Remco Van Der Beek

A Large Portion Of Your Google Analytics Traffic Might Be Fake

9 October 2017, Remco Van Der Beek

How to detect Mozilla Compatible Agent traffic from bots.

Whilst auditing the Google Analytics account of one of our clients recently, I came across a curious thing. The GA browser report showed that more than 60% of sessions occurred via the browser Mozilla Compatible Agent.

In most Google Analytics accounts Chrome, Safari, Firefox and good old IE typically tend to top the browser list, and Mozilla Compatible Agent represents a tiny fraction of the total traffic. But in the case at hand, over 60% of traffic came via this browser. My curiosity was triggered immediately. Time to get my analyst hat on and dig deeper!

Browser report

First, I tried to understand how this traffic entered the site; via which traffic channel that is, using the secondary dimension Default Channel Grouping. Much to my surprise, nearly all of that Mozilla Compatible Agent traffic seemed to be Direct traffic from new users. And all of that traffic had a bounce rate of 100%, because only 1 page was viewed, which of course led to a dwell time of 0 seconds. Hmmmm…

MCA report with secondary dimension Default Channel Grouping

Next, I looked at the geographical origin of that traffic, and concluded that nearly all of that traffic came from one and the same city. And it wasn’t London, Manchester or any other big city that you would expect to top the list. Suspense…

MCA report with secondary dimension City

I then analysed via which service provider all that traffic reached the site. It turned out nearly all of it came via a single service provider called ‘customer lan subnet’!

MCA report with secondary dimension Service Provider

So, we have over 60% of site traffic coming via an otherwise small browser, all hitting the site directly from one and the same city, via one and the same service provider. And, in all these sessions, only one page was viewed. Something smells very, very dodgy…

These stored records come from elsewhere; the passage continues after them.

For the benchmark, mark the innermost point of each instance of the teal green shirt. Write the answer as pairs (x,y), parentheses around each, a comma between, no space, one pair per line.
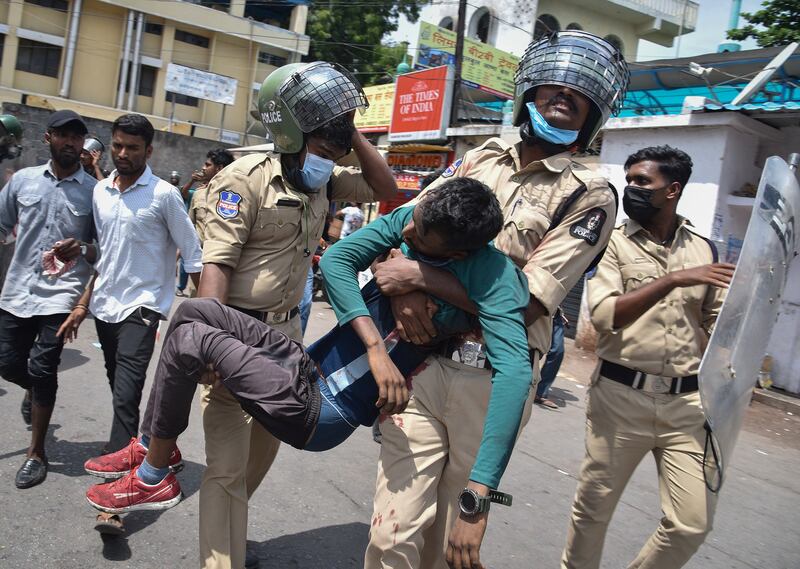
(498,289)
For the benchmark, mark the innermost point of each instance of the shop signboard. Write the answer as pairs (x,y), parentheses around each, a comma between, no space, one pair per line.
(201,84)
(422,101)
(379,114)
(484,67)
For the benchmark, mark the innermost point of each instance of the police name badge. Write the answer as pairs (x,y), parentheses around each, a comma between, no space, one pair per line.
(590,226)
(228,205)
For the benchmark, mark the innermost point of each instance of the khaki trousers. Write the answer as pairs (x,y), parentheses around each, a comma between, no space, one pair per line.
(426,456)
(239,452)
(622,426)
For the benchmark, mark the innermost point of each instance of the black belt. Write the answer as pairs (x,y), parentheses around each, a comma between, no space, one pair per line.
(638,379)
(268,317)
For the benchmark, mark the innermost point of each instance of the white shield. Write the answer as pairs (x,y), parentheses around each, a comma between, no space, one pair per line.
(737,346)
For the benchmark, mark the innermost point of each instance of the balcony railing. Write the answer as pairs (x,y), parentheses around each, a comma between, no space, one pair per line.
(676,11)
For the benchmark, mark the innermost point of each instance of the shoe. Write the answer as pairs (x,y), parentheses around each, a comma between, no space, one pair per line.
(118,464)
(25,407)
(130,493)
(32,472)
(546,403)
(251,560)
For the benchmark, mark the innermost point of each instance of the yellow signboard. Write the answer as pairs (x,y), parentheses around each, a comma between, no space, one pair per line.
(483,67)
(379,114)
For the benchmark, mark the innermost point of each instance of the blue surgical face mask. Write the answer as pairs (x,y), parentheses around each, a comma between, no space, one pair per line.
(546,131)
(316,171)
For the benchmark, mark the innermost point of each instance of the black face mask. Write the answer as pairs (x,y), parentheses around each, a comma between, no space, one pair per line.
(637,205)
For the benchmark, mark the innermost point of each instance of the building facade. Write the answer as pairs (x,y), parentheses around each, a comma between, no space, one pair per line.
(510,24)
(104,57)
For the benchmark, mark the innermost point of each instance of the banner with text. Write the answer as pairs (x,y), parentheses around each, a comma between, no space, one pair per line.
(422,102)
(379,114)
(483,67)
(201,84)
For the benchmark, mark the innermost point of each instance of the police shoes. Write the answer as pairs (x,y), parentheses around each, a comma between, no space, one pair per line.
(32,472)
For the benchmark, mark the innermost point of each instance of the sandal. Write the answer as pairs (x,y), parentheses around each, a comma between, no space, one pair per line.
(109,524)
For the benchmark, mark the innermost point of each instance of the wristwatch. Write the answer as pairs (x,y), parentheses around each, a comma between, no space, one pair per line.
(471,503)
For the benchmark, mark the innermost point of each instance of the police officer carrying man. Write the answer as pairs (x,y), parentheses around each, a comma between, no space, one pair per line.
(557,221)
(265,216)
(654,299)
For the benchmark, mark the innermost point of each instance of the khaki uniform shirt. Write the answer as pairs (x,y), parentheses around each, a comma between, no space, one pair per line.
(554,260)
(198,210)
(265,230)
(668,339)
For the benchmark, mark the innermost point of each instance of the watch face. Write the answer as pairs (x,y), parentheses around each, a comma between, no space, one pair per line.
(468,503)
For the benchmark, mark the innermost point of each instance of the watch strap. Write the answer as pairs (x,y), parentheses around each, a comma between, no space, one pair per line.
(500,498)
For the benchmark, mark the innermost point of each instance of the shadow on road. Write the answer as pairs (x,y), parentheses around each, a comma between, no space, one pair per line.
(71,358)
(561,396)
(332,547)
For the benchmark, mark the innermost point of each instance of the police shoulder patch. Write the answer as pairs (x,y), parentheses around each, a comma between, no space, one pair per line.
(451,169)
(588,228)
(228,204)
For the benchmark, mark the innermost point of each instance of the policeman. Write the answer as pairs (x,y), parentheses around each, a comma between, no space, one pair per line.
(654,299)
(10,137)
(265,214)
(557,220)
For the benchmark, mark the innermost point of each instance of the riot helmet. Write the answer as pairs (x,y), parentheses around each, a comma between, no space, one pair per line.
(578,60)
(298,98)
(10,137)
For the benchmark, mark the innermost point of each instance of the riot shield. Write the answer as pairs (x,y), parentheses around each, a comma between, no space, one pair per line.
(738,343)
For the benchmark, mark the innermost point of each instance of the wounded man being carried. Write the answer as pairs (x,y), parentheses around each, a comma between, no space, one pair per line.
(315,398)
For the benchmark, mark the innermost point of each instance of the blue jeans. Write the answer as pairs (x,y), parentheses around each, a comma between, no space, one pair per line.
(305,302)
(554,358)
(332,428)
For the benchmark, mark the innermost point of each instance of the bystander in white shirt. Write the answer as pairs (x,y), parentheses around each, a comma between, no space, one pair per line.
(139,232)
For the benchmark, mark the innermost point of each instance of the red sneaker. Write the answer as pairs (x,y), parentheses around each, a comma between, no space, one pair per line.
(118,464)
(130,493)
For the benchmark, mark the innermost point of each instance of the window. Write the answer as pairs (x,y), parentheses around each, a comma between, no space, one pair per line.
(616,42)
(271,59)
(480,25)
(62,5)
(182,99)
(155,29)
(447,23)
(147,80)
(545,24)
(194,39)
(37,57)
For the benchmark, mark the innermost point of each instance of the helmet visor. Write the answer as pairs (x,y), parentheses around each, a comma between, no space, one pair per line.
(319,93)
(578,60)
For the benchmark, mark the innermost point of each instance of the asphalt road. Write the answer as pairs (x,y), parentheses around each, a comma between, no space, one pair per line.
(313,510)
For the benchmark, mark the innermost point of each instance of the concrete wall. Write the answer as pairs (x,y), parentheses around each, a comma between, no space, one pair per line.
(171,151)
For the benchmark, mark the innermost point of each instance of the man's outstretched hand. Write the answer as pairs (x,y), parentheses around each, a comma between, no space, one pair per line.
(464,544)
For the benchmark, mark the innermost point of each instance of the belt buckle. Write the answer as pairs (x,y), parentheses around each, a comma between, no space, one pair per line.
(660,384)
(275,317)
(469,353)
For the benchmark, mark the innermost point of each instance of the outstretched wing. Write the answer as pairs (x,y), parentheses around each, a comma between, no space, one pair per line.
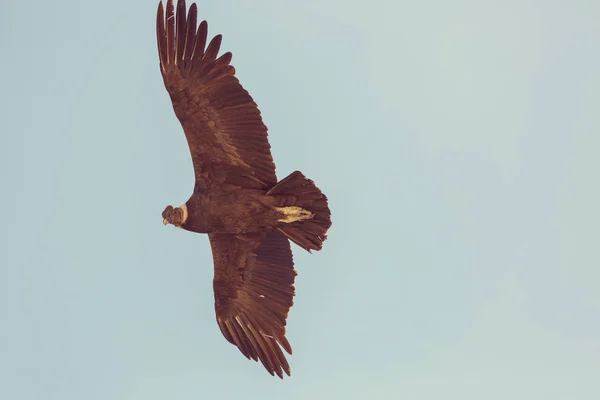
(254,290)
(222,124)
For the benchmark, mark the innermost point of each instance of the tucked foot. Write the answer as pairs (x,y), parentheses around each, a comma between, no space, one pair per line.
(293,214)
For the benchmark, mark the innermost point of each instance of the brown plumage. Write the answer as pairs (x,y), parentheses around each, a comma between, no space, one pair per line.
(248,215)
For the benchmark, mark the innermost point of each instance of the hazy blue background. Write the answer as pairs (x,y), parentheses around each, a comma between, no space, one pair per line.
(458,143)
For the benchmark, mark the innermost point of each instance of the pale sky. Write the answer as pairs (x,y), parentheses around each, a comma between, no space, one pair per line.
(457,142)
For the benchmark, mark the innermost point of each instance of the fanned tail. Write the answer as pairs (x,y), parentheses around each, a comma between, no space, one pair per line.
(305,214)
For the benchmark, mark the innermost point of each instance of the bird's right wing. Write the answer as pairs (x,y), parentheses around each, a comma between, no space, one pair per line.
(254,290)
(222,123)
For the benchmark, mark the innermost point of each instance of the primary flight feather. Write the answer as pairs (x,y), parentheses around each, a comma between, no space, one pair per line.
(248,215)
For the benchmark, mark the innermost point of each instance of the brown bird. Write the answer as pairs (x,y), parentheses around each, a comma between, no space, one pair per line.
(248,215)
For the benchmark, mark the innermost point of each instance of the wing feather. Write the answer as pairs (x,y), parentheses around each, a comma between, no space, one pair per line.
(222,123)
(254,290)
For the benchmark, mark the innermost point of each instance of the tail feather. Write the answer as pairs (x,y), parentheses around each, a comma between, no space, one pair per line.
(298,191)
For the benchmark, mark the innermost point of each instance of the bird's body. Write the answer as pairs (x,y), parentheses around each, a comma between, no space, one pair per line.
(232,211)
(237,200)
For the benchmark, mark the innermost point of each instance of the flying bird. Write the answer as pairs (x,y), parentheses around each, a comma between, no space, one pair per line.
(249,216)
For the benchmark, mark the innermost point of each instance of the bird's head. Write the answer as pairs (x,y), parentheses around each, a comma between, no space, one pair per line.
(175,215)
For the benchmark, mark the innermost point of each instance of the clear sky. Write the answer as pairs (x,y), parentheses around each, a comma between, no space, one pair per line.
(457,141)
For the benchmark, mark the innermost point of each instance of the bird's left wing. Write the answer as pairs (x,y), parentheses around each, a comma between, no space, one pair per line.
(254,290)
(222,123)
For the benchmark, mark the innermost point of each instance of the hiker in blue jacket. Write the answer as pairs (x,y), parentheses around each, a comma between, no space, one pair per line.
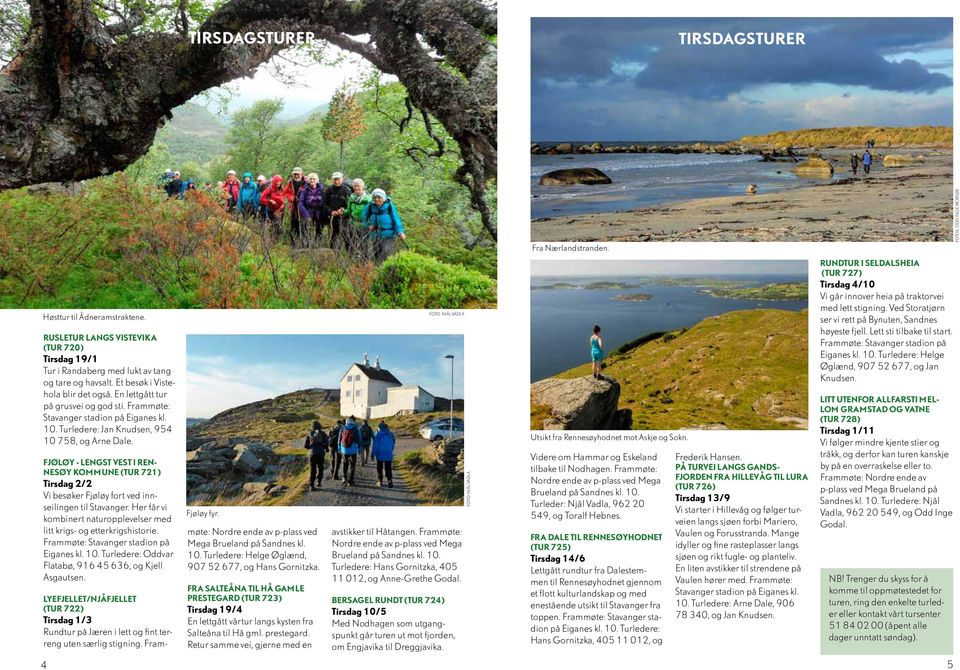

Having experienced similar behaviour with another client recently, we found out that monitoring was installed by the company’s risk auditors. This automated routine constantly pinged different pages on the site, and then left immediately.

Something similar seems to be going on here. Although we cannot be a 100% sure of the origin of this traffic, we are confident that this sudden spike in traffic, with all of the characteristics described above, is caused by bots which emulate the user agent Mozilla Compatible Agent. The only alternative explanation is a sudden rise in mobile traffic where MCA can be a genuine user agent, which for sure is not the case here.

How to assess your analytics are impacted by an MCA bot issue?

If you see a sudden spike in traffic to your website, check which browser and service provider combinations are sending traffic, as illustrated above. If you see a lot of traffic coming via MCA, and a particular service provider (this can also be the name of an organisation, e.g. Microsoft), you more than likely have a bot traffic issue on your hands.

Sudden traffic increase could indicate bot traffic

How can you deal with a Mozilla Compatible Agent issue?

In the case at hand, the bot filtering option in Google Analytics had been checked. This was obviously not enough to keep this bot traffic away.

What you need to do is twofold:

  1. Create a custom filter to permanently remove traffic from that particular service provider, in this case ‘customer lan subnet’, from your data. This will remove any traffic from that bot going forward.
  2. Service Provider filter

  3. Since retroactive removal is not possible using filters, we recommend you also create a segment to filter traffic from that particular service provider from your reports. This segment will also work retroactively.

Service Provider segment

PS: If you want to go all the way, you can modify your Google Analytics tracking code such that it does not even collect data from that Mozilla Compatible Agent. This requires a little coding knowledge. Be aware though that some of that MCA traffic might be legitimate, which will not be collected in that case.

This post was written senior Emarketeers analyst Remco Van Der Beek, who delivers various Emarketeers Digital Analytics courses
  • Jason

    Hi Remco,

    Cheers for the read- your post reminds me of an incident I experienced a little while back at work. In that instance, four otherwise quiet sites they run displayed exponential traffic with an almost total bounce rate and zero dwell time. I’d identified service providers in cities from the US, Europe and Africa that were hitting them over a three week period. Part of the problem was a simple, yet preventable one- none of the Google Analytics accounts affected had their bot filters running, something overlooked by my predecessors.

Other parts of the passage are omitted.